2025-04 30B+

app.py

@@ -64,43 +64,9 @@ model_size_to_file_name = {
     "Other": "other",
 }
 
-about_md = """
-# Uncheatable Eval
-
-GitHub page: [https://github.com/Jellyfish042/uncheatable_eval](https://github.com/Jellyfish042/uncheatable_eval)
-
-## Introduction
-Traditional LLM benchmarks are easily compromised by unintentional or intentional data leakage, making many benchmarks unreliable and unable to truly reflect the capabilities of LLMs.
-
-Uncheatable Eval addresses this issue by testing LLMs on real-time, newly generated data from the internet, 
-ensuring that the evaluation is immune to data leaks and cannot be gamed.
-
-## How?
-Uncheatable Eval assesses the language modeling capabilities of LLMs on new data from various sources such as recent papers on arXiv, new projects on GitHub, news articles, and more. Since this data is brand new (e.g., from the past 1-2 weeks), it is impossible for these data to be included in the training sets of publicly released models, thus avoiding the impact of unintentional or intentional data leaks.
-
-Specifically, we calculate the sum of negative log probabilities of the models on these texts. In other words, models that are more likely to generate these texts are considered better.
-
-*Note* : Uncheatable Eval only tests base models.
-
-## Q&A
-### Why Calculate the Sum of Negative Log Probabilities?
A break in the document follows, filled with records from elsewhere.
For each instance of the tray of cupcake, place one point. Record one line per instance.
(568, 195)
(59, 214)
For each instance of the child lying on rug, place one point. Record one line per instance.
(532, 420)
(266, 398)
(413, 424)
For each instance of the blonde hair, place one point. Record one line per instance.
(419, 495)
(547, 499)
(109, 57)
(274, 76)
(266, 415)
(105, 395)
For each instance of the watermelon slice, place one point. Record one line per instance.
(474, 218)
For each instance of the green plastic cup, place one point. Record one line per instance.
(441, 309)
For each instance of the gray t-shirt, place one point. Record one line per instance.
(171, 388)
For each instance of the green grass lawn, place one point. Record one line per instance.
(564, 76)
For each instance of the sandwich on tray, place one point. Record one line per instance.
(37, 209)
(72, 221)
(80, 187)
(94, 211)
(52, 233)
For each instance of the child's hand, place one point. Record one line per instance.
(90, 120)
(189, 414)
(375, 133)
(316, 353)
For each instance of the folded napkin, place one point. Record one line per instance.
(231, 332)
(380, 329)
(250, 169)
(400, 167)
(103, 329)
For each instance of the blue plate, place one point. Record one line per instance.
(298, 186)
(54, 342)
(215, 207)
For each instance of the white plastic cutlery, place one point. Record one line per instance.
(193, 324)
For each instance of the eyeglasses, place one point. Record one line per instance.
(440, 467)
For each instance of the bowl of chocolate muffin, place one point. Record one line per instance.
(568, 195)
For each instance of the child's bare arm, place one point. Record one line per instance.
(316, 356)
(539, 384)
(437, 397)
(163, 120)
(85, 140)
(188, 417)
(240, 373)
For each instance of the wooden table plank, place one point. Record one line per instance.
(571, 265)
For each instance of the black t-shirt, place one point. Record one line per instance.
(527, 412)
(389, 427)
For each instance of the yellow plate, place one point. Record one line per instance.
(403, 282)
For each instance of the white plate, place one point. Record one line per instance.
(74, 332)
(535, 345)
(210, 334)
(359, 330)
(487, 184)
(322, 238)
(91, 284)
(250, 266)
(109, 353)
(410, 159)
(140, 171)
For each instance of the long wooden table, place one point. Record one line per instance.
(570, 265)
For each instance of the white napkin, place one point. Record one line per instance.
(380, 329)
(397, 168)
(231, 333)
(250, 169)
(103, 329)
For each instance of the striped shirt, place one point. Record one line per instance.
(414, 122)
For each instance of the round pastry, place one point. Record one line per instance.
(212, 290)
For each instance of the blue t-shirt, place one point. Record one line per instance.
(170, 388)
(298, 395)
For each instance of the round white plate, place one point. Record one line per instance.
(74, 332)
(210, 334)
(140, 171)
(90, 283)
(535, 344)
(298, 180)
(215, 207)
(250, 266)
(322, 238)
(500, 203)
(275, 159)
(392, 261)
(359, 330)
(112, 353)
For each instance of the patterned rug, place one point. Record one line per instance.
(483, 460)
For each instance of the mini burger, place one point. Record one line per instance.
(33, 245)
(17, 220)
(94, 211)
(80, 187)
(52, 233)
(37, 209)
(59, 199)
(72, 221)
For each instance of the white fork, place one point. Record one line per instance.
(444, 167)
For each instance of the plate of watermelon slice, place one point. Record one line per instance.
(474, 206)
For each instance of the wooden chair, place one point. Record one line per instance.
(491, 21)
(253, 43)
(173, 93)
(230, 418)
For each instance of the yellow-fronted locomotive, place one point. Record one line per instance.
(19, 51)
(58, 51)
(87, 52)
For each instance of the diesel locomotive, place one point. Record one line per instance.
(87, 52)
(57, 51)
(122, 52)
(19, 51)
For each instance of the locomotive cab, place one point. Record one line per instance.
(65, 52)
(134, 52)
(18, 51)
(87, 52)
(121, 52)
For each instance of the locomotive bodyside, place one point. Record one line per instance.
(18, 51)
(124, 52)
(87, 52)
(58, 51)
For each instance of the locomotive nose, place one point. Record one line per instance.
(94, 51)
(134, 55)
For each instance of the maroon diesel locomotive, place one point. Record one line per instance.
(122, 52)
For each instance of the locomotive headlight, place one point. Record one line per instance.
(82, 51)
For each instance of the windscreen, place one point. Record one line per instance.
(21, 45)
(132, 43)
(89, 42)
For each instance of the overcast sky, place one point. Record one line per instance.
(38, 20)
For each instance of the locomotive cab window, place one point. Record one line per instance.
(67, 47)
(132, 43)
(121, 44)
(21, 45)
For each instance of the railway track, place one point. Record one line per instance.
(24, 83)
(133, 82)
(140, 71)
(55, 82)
-First, the goal of language models, at least today's language models, is to generate text that is as realistic as possible, maximizing the probability of real text. They are trained and designed to do exactly this. Calculating the sum of negative log probabilities on real text is the most direct way to test this capability.
-
-Second, from the perspective of "compression is intelligence," a good way to test a language model would be to use the model with an entropy coding algorithm for compression and test the model's compression rate [[1]](https://arxiv.org/abs/2309.10668)[[2]](https://arxiv.org/abs/2402.00861). A model with a lower compression rate is considered better. Using a language model + arithmetic coding as an example, it is easy to prove that a model's ability to compress a piece of text is proportional to the sum of its negative log probabilities on that text (see [proof](#proof-of-the-equivalence-between-compression-capability-and-negative-log-probability-sum)).
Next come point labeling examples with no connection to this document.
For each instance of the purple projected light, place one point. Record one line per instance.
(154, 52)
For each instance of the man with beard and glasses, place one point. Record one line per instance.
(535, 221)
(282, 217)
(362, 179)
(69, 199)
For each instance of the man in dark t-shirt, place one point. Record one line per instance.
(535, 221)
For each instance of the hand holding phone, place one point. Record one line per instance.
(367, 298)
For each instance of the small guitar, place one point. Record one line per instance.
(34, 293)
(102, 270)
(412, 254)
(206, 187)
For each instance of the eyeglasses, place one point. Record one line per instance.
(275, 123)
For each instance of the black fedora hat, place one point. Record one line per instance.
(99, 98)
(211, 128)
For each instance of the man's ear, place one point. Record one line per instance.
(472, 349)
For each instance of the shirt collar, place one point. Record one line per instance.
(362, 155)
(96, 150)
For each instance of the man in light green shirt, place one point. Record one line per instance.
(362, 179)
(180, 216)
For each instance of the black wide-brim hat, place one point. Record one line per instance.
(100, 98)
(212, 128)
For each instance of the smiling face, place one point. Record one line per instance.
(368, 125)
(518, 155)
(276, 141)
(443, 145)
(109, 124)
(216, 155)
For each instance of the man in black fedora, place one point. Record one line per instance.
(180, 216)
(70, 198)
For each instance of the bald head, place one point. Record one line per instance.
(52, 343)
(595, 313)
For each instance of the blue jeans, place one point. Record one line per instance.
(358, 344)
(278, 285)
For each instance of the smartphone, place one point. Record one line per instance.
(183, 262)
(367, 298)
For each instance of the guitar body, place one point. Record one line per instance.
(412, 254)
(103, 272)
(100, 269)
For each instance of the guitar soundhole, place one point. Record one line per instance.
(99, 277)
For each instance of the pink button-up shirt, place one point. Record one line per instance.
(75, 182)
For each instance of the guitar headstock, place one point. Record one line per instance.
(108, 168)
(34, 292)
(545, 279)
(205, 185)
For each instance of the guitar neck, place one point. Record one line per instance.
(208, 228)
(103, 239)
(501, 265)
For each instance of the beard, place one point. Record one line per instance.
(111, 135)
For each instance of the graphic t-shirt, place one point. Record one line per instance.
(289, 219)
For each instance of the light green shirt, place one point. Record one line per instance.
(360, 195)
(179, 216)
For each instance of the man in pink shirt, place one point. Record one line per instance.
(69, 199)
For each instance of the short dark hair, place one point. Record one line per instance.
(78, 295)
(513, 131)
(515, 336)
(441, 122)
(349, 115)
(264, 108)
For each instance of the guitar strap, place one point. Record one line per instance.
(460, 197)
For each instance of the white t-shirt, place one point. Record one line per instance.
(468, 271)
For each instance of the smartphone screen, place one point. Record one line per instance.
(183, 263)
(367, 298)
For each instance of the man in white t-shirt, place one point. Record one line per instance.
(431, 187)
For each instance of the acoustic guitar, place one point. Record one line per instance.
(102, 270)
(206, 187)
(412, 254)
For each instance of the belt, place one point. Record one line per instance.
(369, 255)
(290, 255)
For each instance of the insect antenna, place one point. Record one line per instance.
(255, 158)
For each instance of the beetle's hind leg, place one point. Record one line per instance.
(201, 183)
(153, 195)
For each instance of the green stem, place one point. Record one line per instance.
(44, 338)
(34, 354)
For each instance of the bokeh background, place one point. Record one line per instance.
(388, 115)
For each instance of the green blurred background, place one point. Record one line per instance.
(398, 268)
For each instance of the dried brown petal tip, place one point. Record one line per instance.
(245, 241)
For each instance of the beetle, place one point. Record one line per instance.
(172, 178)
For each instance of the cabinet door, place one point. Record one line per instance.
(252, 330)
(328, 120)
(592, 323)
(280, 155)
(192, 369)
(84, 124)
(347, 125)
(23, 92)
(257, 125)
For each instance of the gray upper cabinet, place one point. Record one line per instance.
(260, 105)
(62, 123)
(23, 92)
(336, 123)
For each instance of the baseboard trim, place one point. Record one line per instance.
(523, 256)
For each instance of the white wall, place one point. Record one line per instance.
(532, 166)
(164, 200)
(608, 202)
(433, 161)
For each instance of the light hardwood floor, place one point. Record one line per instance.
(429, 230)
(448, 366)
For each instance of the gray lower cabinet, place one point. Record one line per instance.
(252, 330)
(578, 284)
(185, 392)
-Therefore, the compression rate of a model can be directly calculated through the sum of negative log probabilities, and the method for this has been provided in `show_results_v2.ipynb`.
-### Can Models Using Different Tokenizers Be Directly Compared?
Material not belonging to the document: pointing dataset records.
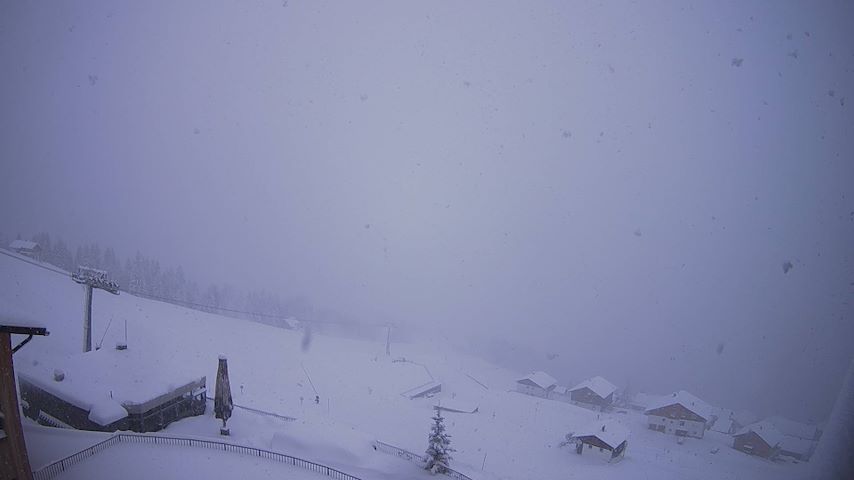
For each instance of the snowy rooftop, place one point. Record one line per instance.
(101, 380)
(23, 244)
(796, 445)
(541, 379)
(765, 430)
(793, 428)
(645, 399)
(597, 385)
(687, 400)
(561, 390)
(609, 431)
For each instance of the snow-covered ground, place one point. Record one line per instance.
(512, 436)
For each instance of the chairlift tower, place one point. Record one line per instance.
(91, 278)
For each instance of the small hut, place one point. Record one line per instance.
(609, 437)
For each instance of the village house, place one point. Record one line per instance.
(604, 437)
(111, 389)
(538, 384)
(27, 248)
(799, 439)
(680, 414)
(795, 429)
(760, 439)
(594, 392)
(561, 394)
(723, 421)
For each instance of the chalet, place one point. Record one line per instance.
(108, 390)
(426, 390)
(743, 418)
(538, 384)
(761, 439)
(26, 247)
(799, 439)
(595, 392)
(608, 437)
(560, 393)
(797, 448)
(680, 414)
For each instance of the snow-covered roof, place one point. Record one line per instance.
(800, 446)
(453, 405)
(130, 378)
(609, 431)
(424, 389)
(561, 390)
(598, 385)
(793, 428)
(107, 411)
(23, 245)
(540, 379)
(687, 400)
(765, 430)
(645, 399)
(745, 417)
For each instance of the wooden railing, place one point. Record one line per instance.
(284, 418)
(61, 466)
(415, 458)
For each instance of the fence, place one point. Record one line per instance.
(284, 418)
(60, 466)
(415, 458)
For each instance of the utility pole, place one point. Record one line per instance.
(91, 278)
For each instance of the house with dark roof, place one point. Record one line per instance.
(538, 384)
(26, 247)
(761, 439)
(681, 414)
(605, 437)
(596, 392)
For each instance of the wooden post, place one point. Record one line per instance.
(87, 318)
(14, 461)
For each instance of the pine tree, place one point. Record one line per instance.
(439, 447)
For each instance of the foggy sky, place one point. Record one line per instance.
(618, 183)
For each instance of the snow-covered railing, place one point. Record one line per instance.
(262, 412)
(415, 458)
(61, 466)
(405, 454)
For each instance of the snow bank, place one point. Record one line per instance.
(107, 411)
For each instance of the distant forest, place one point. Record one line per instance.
(144, 276)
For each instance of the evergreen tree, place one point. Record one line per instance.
(439, 447)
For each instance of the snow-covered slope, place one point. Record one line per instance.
(511, 436)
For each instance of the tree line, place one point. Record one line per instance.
(143, 275)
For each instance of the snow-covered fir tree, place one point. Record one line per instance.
(439, 447)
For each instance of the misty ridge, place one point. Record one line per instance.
(143, 276)
(655, 195)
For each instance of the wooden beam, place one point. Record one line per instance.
(13, 449)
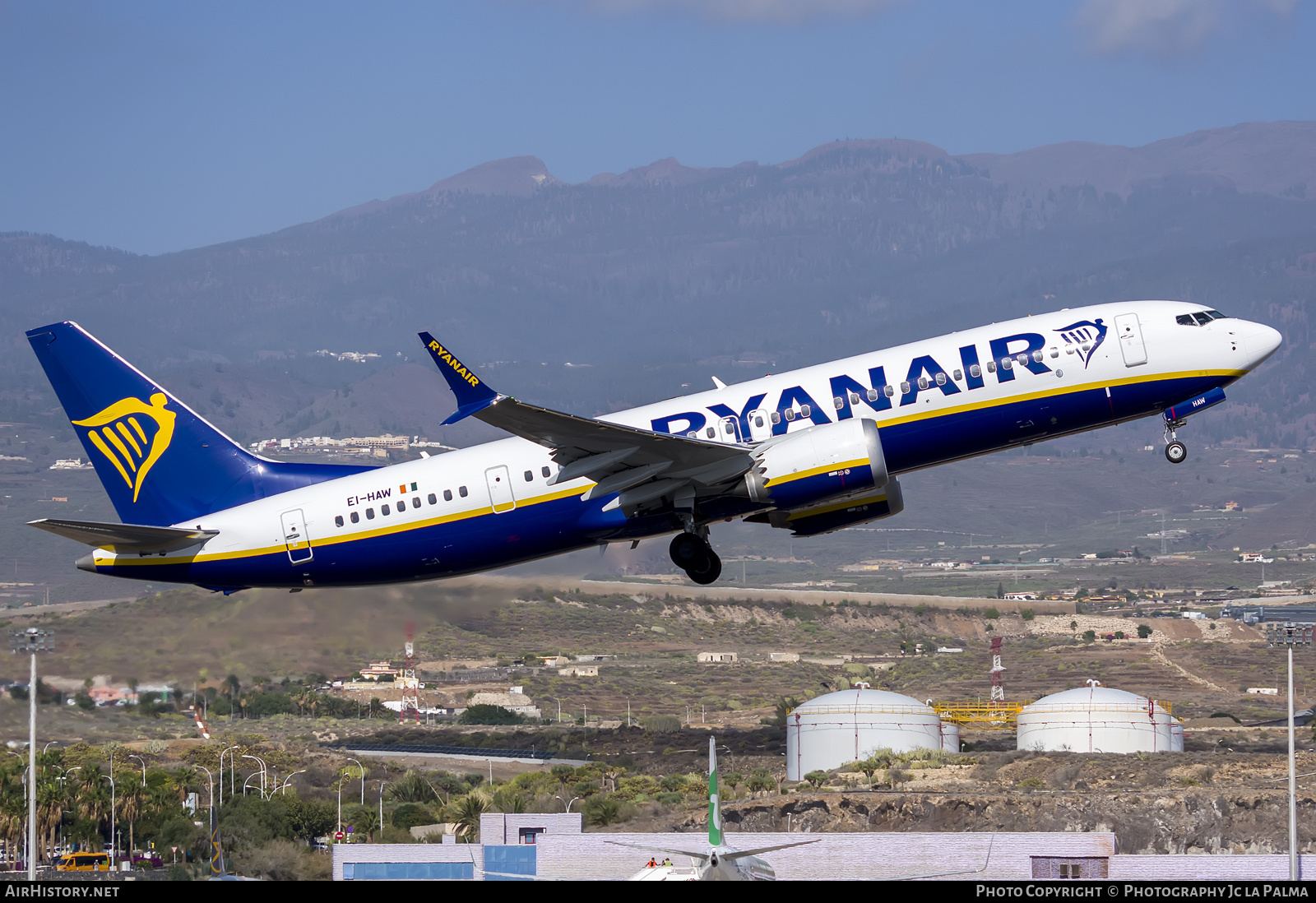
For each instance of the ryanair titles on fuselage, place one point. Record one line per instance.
(967, 372)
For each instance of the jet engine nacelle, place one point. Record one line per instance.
(819, 465)
(839, 515)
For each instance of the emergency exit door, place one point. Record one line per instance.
(1131, 340)
(295, 536)
(500, 489)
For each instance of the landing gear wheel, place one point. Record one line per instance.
(688, 550)
(707, 570)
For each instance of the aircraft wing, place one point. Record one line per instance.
(741, 854)
(618, 458)
(702, 857)
(124, 537)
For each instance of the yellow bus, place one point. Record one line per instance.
(83, 863)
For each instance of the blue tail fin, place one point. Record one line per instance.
(160, 461)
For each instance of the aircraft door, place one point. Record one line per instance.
(295, 536)
(1131, 340)
(500, 489)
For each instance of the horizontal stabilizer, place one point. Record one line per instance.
(741, 854)
(471, 394)
(124, 537)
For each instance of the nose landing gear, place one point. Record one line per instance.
(691, 553)
(1175, 452)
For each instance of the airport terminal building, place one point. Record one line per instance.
(528, 846)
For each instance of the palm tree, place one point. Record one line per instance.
(132, 799)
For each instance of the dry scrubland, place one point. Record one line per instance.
(1217, 797)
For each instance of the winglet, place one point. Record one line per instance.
(715, 810)
(471, 392)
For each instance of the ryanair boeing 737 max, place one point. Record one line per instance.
(813, 451)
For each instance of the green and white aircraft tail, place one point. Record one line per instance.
(721, 861)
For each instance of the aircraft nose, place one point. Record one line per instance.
(1261, 341)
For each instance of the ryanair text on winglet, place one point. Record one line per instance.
(444, 354)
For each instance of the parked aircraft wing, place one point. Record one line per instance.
(616, 457)
(124, 537)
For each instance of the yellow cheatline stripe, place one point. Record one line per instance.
(815, 471)
(1050, 392)
(104, 449)
(109, 433)
(839, 506)
(123, 429)
(553, 497)
(336, 540)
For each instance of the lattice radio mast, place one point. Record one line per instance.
(998, 688)
(410, 710)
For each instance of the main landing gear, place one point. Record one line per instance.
(1175, 452)
(691, 553)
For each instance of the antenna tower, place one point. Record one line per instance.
(410, 710)
(998, 688)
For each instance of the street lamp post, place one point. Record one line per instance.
(32, 641)
(362, 780)
(285, 790)
(212, 785)
(1291, 635)
(221, 774)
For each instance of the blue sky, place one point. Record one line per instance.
(157, 127)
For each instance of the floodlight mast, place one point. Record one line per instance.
(32, 641)
(1291, 635)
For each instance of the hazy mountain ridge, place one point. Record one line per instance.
(853, 245)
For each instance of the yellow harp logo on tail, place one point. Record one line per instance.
(123, 440)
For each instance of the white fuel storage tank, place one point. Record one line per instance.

-Yes. When calculating the sum of negative log probabilities, we essentially treat the model + tokenizer as a single entity or system. As long as this system has a high probability of generating real text, we consider it better. From the perspective of compression, you can choose any tokenizer. From the compression rate perspective, we don't care; we only care about whether your system can compress the text more effectively.
-
-### Is It Really Uncheatable? Can't I train my model on a large number of arXiv papers to improve its test performance on arXiv papers?
-Uncheatable Eval's data sources currently include new arXiv papers, new GitHub projects, BBC news, AO3 fanfictions, and new Wikipedia entries, with more sources to be added in the future. If you genuinely achieve excellent results across these data by training extensively on these sources, I would consider you to have developed a genuinely good language model rather than cheating.
-
-From my test results, accurately modeling these data is very challenging. I believe Uncheatable Eval more accurately reflects the value of every bit of data and computing you invest compared to other benchmarks. Models trained with more data and computing are almost always better, and there are no shortcuts. This is a key strength of Uncheatable Eval.
-
-### Is This Too "Random"? Why Consider Random Texts from the Internet as Ground Truth?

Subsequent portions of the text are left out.